Paralyzed since I was 18 years old, I have spent much of the last 30 years thinking about the reasons why the social life of crippled people is so different from those who ambulate on two feet. After reading about the so called Ashley Treatment I decided it was time to write a book about my life as a crippled man. My book, Bad Cripple: A Protest from an Invisible Man, will be published by Counter Punch. I hope my book will completed soon.
As a vocal feminist with many intelligent, lovely male friends, I’m often met with indignance when I choose not to engage with them about feminism. Surely if I reallycared about changing our culture of discrimination and inequality, I should be trying to educate men? Isn’t that an activist’s job? Shouldn’t feminists be grateful when men want to bounce questions off us, because it shows that they are at least trying to understand?
It’s both exhausting and diversionary being expected to hash out the basics with men who haven’t bothered to think about their own privilege before. Men are not entitled to expect feminists to educate them. Real change will only happen when men accept that the burden of education is on them, not on women.
The post concludes:
If you are in a group that has the structural advantage of wages, safety, health and education – when you’ve basically already won the life lottery just by showing up – it is your responsibility to educate yourself. And really, don’t tell women to be nice. We’re angry. We have every reason to be. Frankly, you should be too.
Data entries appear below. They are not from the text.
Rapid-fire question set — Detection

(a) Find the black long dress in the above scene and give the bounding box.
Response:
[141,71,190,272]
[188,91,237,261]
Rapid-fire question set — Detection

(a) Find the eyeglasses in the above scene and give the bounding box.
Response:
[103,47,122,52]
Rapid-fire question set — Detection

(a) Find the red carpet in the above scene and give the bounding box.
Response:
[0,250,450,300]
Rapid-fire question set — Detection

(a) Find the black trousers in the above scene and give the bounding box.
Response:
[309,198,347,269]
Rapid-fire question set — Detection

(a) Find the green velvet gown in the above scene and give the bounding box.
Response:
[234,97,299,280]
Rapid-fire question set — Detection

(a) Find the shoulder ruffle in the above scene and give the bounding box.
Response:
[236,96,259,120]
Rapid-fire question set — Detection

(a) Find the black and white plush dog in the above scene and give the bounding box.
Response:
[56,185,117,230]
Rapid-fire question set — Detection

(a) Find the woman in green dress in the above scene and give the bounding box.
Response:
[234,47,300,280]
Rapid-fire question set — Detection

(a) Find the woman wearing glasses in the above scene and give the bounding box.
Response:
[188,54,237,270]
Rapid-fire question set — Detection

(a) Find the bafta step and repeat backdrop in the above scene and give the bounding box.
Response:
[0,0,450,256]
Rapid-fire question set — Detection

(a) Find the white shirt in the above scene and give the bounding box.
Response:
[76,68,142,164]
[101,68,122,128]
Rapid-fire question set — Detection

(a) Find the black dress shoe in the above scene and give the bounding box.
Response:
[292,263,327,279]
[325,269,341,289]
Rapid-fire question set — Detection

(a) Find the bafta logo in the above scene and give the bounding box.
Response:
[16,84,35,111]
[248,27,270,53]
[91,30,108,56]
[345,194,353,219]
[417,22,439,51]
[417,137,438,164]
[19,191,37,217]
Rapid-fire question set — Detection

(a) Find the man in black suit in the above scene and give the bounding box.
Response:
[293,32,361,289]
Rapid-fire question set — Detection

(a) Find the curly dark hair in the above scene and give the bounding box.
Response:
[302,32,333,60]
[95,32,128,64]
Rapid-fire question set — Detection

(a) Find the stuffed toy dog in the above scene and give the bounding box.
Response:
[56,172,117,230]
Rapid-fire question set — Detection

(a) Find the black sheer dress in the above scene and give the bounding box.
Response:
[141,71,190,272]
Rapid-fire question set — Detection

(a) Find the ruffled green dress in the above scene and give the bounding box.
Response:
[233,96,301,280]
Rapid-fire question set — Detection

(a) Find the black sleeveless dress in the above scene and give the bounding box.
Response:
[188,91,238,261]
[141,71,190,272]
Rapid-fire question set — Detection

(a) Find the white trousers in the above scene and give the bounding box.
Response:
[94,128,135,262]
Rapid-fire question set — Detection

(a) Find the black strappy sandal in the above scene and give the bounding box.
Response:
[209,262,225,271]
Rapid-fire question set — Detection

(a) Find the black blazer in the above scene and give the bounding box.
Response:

There are days I am tired of doing disability based education and awareness. It is in fact exhausting at times. I have been at it for 35 years. When is the typical bipedal person going to finally get it. I am a human being that just happens to be paralyzed. The barriers that exist are socially constructed. So I like it when someone else reaffirms it is okay not be nice all the time. It is okay to be angry. And ignorance is no excuse for bigotry. Get educated people!